Blackberry and lemon verbena jam

Various jams are for sale at Sqirl. Recipe: Blackberry and lemon verbena jam (Barbara Davidson / Los Angeles Times)

Jessica Koslow is rummaging around in her room-sized walk-in refrigerator at Sqirl, looking for fruit. There are several cases of tiny, intensely flavored Santa Rosa plums from farmer James Burch. Wait, no. How about some of these dry-farmed Blenheim apricots from Mike Cirone of See Canyon? She hoists a case onto her shoulder and hurries to her kitchen. It's time to make jam.

While home preserving has the reputation of being unforgiving and demanding, watching a master like Koslow, you realize how easy it really is, especially when you start with the the kind of fruit that is flooding the markets right now.

A former pastry chef, Koslow turned her jam-making hobby into a business, then she turned the jam business into a store, turned the store into a coffee shop, turned the coffee shop into a restaurant and now is expanding into the space next door, a gourmet market and wine shop that she will share with her old friend and mentor Lou Amdur.

For now, though, the kitchen at Sqirl is tiny, dominated by a single six-burner stove and a beautifully seasoned hardwood counter. The sign outside says "Toast and Jam," and it's hard to believe there's room for the staff to make much more than that. (Of course they do. There's a range of breakfast and lunch items.)

Fortunately, it doesn't take much space to make great jam. A scale, a small plastic food bucket, a much-used copper preserving pan, and Koslow has pretty much everything we need.

Because the apricots are freestone fruits, we don't even need knives — dig into the seam with your thumb and the fruit splits right open; and don't forget to work over the bucket to collect the juice.

Koslow works by weight. It is far more accurate, and using percentages lets you scale the recipe up and down, depending on how much fruit you have.

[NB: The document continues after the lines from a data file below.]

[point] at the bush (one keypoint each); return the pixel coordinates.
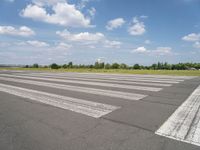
(54, 66)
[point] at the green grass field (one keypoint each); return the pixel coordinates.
(120, 71)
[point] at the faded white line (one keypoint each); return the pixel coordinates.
(119, 76)
(116, 94)
(143, 88)
(109, 78)
(85, 107)
(184, 123)
(100, 80)
(140, 75)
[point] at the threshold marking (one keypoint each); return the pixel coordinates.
(92, 109)
(117, 94)
(184, 123)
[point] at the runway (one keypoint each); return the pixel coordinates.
(94, 111)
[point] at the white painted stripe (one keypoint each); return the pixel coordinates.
(140, 75)
(111, 78)
(89, 108)
(116, 94)
(100, 80)
(184, 123)
(161, 77)
(143, 88)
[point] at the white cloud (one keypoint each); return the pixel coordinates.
(196, 44)
(137, 27)
(112, 44)
(82, 4)
(115, 23)
(140, 50)
(47, 2)
(192, 37)
(37, 43)
(91, 40)
(64, 14)
(157, 51)
(163, 50)
(22, 31)
(32, 43)
(92, 12)
(63, 46)
(147, 42)
(10, 0)
(81, 37)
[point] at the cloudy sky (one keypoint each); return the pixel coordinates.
(83, 31)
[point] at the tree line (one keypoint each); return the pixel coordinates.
(102, 65)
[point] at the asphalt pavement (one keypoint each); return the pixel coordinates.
(94, 111)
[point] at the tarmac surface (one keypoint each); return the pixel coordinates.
(93, 111)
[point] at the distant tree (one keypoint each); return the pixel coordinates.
(65, 66)
(136, 66)
(107, 66)
(70, 64)
(54, 66)
(115, 66)
(123, 66)
(101, 65)
(96, 65)
(35, 66)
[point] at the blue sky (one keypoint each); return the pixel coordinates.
(84, 31)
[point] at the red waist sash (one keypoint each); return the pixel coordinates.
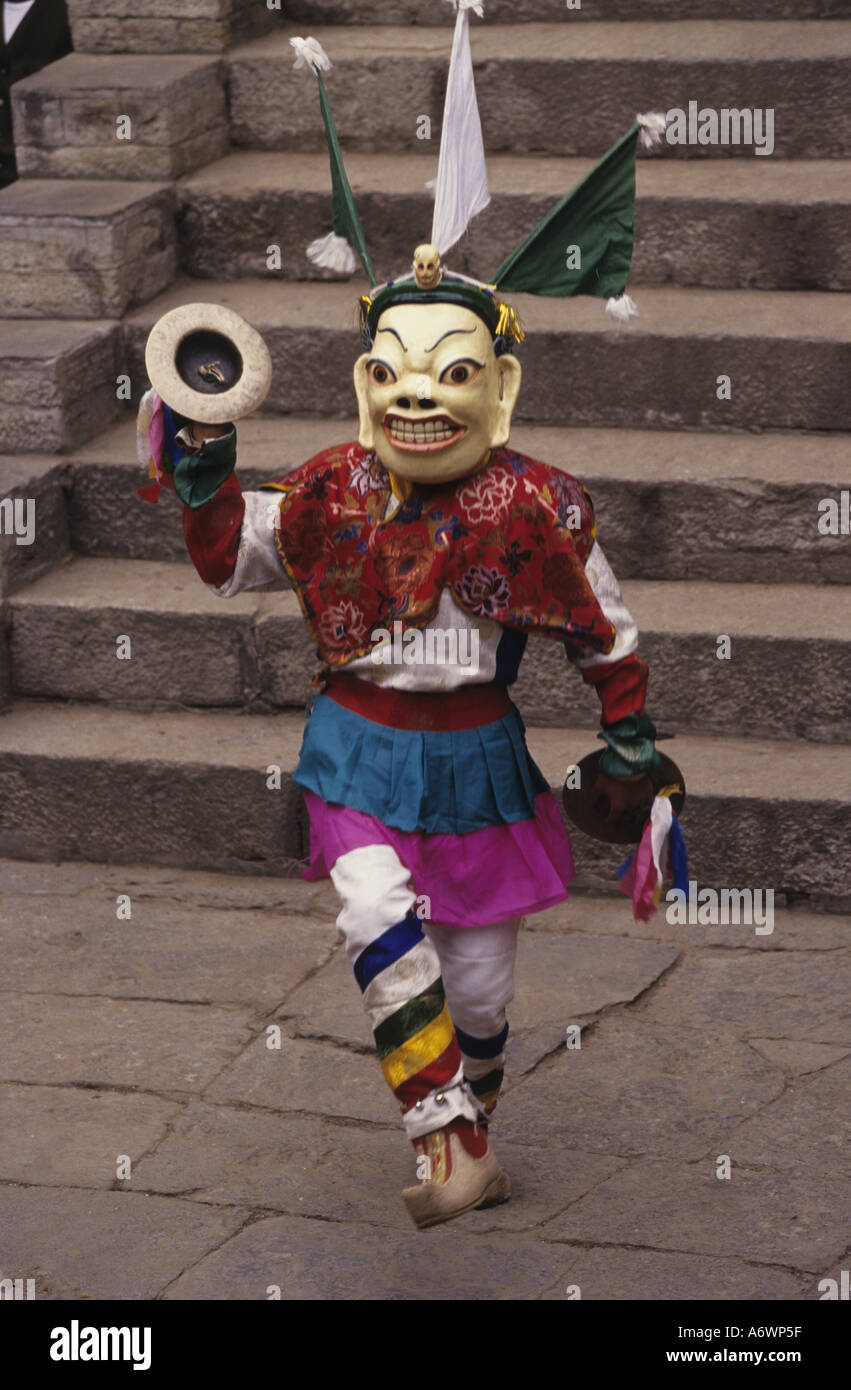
(470, 706)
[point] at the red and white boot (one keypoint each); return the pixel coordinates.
(460, 1173)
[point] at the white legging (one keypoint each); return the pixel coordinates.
(395, 963)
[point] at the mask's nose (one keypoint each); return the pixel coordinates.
(423, 402)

For apricots, she uses 60% of the weight of the fruit in sugar and 2% lemon juice — so every pound of apricots takes about nine ounces of sugar and 1/3 ounce of lemon juice (a little less than 1 tablespoon). Other fruits take different ratios, depending on the amount of pectin, sugar and acidity they contain. Ratios can run as low as 30% sugar for Gravenstein apples, or as high as 70% for Santa Rosa plums.

Everything gets mixed together in the preserving pan until all of the sugar is moistened by the apricot juices, then put over a high flame.

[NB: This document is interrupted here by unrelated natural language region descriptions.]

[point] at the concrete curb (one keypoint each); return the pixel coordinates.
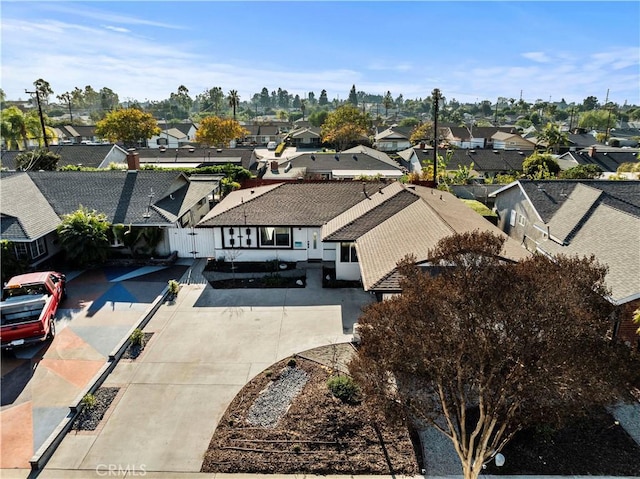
(44, 453)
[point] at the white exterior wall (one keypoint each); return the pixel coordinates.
(347, 271)
(250, 252)
(329, 251)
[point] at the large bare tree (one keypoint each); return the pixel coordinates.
(486, 347)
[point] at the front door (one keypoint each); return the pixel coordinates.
(314, 245)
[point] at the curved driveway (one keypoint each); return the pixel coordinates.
(205, 348)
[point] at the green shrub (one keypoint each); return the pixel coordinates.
(344, 388)
(174, 286)
(280, 148)
(137, 337)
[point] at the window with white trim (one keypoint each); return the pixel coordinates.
(21, 250)
(271, 237)
(38, 248)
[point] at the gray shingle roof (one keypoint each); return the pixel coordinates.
(290, 204)
(366, 215)
(572, 211)
(19, 221)
(359, 158)
(547, 196)
(123, 196)
(612, 236)
(197, 156)
(416, 230)
(86, 155)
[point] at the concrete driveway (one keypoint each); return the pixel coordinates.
(205, 348)
(39, 383)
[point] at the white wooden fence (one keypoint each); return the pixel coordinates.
(192, 242)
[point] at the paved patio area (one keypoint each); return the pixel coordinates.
(206, 347)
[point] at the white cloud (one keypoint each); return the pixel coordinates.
(539, 57)
(117, 29)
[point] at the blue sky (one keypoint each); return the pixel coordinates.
(472, 51)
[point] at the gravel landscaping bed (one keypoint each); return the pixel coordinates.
(90, 417)
(318, 433)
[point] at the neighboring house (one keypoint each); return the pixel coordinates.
(394, 138)
(357, 162)
(33, 204)
(305, 137)
(93, 156)
(191, 156)
(510, 141)
(483, 163)
(261, 134)
(581, 217)
(361, 229)
(486, 137)
(69, 134)
(169, 138)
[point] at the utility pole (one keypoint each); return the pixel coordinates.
(436, 106)
(44, 131)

Koslow pulls a half-dozen or so of the apricot pits from the bucket, lines them up on a towel and cracks them with a big rubber mallet. She picks out the meats, toasts them briefly in the oven, then ties them in a cheesecloth turkey roasting bag and puts that in with the cooking fruit to add a slight floral bitterness.

At first there is just a mad bubbling. It's important to stir constantly, or the sugar will scorch. A long-handled silicone spatula is perfect for this, and a pair of heatproof gloves doesn't hurt as the mixture spits and spurts (Koslow's come up past her wrists for even more protection).

Gradually, the fruit softens and the sugar melts into a syrup. The syrup darkens and thickens as the apricots collapse. The mixture feels heavier when you stir.

After about 10 minutes, when you lift the spatula you will see that what once was liquid that flowed off in several points has now become stickier and "sheets" just under the blade.

Just to be certain, Koslow takes the pan off the burner and lets it sit for a minute. Sure enough, the jam starts to jell at the edges almost immediately. Done.

It's that simple. We've captured the very best of early summer in a jar.